#JeSuisCharlie: Worldwide marches in solidarity with France

About a hundred thousand people rallied worldwide in solidarity with France on Sunday, with marchers across Europe and the Middle East chanting “Je suis Charlie” and holding pens in the air. From Berlin to Washington and Jerusalem to Beirut, crowds waved French flags and sang France’s national anthem “La Marseillaise” following the Islamist attacks that killed 17 people, most at the Paris offices of satirical magazine Charlie Hebdo. Christians, Muslims and Jews alike took part in the rallies, held as nearly four million people took to the streets in unity marches across France. In Israel, where four French Jews killed in a Paris supermarket attack will be buried, more than 500 people gathered in Jerusalem in front of a screen reading in French “Jerusalem is Charlie.”

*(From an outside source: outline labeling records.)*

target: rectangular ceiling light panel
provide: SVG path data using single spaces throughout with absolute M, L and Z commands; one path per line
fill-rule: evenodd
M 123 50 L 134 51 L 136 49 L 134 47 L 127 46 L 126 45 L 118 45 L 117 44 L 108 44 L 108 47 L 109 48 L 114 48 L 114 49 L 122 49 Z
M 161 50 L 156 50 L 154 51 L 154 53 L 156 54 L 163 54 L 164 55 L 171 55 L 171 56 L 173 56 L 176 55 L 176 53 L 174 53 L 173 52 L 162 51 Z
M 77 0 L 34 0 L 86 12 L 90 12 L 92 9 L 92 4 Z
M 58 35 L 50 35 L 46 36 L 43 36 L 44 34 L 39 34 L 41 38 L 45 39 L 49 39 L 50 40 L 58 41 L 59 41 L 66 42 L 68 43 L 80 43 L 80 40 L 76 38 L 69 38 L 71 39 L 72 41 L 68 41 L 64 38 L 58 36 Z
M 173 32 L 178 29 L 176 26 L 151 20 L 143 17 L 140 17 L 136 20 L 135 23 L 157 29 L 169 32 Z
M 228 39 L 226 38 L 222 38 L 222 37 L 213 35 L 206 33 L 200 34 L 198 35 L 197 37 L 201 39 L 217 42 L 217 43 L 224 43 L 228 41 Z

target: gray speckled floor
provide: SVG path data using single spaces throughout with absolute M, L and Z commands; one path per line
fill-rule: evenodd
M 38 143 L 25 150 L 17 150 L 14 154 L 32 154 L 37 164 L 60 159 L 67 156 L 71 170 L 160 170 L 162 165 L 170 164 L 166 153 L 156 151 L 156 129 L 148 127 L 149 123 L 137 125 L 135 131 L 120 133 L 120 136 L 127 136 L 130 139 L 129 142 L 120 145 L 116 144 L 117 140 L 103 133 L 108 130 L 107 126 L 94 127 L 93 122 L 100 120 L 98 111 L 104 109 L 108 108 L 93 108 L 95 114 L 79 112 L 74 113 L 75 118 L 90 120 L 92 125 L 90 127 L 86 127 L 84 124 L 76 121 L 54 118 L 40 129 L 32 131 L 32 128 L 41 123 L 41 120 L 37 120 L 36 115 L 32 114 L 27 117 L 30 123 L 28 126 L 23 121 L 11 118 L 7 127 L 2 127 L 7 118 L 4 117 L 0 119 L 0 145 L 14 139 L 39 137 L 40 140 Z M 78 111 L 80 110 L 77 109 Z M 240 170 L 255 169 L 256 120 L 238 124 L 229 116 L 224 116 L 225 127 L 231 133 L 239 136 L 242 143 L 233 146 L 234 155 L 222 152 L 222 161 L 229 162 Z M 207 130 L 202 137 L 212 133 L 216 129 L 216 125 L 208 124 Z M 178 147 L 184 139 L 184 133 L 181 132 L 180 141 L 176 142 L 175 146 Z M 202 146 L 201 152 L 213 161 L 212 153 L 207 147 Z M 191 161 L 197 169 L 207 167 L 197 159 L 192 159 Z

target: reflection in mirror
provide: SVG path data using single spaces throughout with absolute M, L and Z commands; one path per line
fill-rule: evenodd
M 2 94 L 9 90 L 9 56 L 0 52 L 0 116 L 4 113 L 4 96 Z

This is an attack on all of us - on the Jewish people, on freedom of media and expression,

Jerusalem Mayor Nir Barkat

Dozens of Palestinians also held a rally in the West Bank city of Ramallah, waving Palestinian and French flags and holding up banners reading “Palestine stands with France against terrorism.” Hamas-run Gaza paid tribute to the victims during a candlelit vigil in the tiny coastal enclave. Across the Atlantic, about 25,000 people marched in a huge rally in Canada’s French-speaking city of Montreal, organizers said. In Europe, one of the biggest rallies was in Berlin, where 18,000 people marched wearing t-shirts saying “Checkpoint Charlie Hebdo” — a reference to the Cold War-era Checkpoint Charlie in the once-divided German city.

I know the Muslim community feels wounded and humiliated by these cartoons, but they were not taking aim at Islam but at fundamentalism.